SÃO PAULO, SP (FOLHAPRESS) - O Athletico-PR estabeleceu uma crise no Flamengo, que já era criticado pelo desempenho e agora está eliminado da Copa do Brasil. A equipe paranaense teve uma noite muito feliz nesta quarta-feira (27), no Rio de Janeiro, em que venceu por 3 a 0 e avançou à decisão do torneio.

Os dois gols de Nikão e o tento derradeiro de Zé Ivaldo credenciaram os comandados de Alberto Valentim a enfrentar o Atlético-MG na final, nos dias 12 e 15 de dezembro. E fizeram o técnico dos donos da casa, Renato Gaúcho, ouvir estridentes e impublicáveis xingamentos dos torcedores presntes no Maracanã.

Na outra semifinal, o Atlético-MG avançou com facilidade. Depois encaminhar sua classifação com uma goleada por 4 a 0 no jogo de ida, em Belo Horizonte, confirmou a vaga fazendo 2 a 1 no Fortaleza, em Fortaleza, gols de Diego Costa e Hulk. Romarinho descontou.

Já o lado rubro-negro da chave teve mais equilíbrio, ao menos na primeira meta. O duelo começou com um empate por 2 a 2 em Curiiba, na semana passada.

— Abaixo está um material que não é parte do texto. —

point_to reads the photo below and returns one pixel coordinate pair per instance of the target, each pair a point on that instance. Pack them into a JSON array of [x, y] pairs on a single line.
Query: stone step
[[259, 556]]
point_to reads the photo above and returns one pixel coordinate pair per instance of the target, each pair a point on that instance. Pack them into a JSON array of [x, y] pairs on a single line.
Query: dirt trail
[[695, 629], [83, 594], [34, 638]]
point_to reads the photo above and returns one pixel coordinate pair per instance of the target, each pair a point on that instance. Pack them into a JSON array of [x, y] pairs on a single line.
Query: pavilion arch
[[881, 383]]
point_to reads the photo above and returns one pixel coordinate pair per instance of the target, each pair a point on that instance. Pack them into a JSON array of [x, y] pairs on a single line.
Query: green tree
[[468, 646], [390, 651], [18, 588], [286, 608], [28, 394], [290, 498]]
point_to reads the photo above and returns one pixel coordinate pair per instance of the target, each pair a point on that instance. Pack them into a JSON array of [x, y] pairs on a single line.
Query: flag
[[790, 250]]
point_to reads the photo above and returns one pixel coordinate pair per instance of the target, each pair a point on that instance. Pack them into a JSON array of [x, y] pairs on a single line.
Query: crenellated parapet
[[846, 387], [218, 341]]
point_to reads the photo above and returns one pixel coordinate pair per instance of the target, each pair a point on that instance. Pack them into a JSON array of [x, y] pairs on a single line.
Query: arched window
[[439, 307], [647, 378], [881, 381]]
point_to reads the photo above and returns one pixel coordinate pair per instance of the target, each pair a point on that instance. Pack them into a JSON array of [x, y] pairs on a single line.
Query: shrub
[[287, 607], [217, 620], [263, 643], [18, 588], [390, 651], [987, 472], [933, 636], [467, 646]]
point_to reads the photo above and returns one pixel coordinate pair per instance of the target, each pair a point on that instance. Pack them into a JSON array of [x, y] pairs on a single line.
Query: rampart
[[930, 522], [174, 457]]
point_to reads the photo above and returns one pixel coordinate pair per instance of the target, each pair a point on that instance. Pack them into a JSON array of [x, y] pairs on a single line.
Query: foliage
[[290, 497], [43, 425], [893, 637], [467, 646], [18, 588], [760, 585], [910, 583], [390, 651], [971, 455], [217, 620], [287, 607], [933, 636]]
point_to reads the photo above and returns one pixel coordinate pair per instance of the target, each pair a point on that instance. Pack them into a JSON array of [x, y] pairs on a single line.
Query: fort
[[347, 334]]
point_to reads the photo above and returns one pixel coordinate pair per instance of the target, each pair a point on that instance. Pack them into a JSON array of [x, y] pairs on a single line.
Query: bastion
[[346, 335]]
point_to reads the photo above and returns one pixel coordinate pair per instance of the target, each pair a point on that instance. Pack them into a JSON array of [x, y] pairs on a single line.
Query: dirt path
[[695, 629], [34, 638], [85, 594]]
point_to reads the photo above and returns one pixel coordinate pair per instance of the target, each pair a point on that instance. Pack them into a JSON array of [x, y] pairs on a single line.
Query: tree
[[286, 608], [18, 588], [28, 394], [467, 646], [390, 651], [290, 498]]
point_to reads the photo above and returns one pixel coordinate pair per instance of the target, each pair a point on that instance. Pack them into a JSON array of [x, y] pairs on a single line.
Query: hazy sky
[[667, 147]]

Já no Rio, os visitantes se apresentaram de forma mais organizada e construíram boa vantagem ainda na etapa inicial, com dois gols de Nikão. O primeiro saiu aos dez minutos, de pênalti, e o segundo, já nos acréscimos, aos 52, após contra-ataque.

Houve vaias nas arquibancadas assim que o árbitro encerrou o primeiro tempo, como reflexo da fase ruim do time dirigido por Renato Gaúcho. A um mês de disputar a final da Libertadores com o Palmeiras, no dia 27 de novembro, em jogo único, no Uruguai, o Flamengo amarga uma desclassificação e chega ao quarto jogo seguido sem vencer, entre compromissos pelo Brasileiro e pelo mata-mata nacional.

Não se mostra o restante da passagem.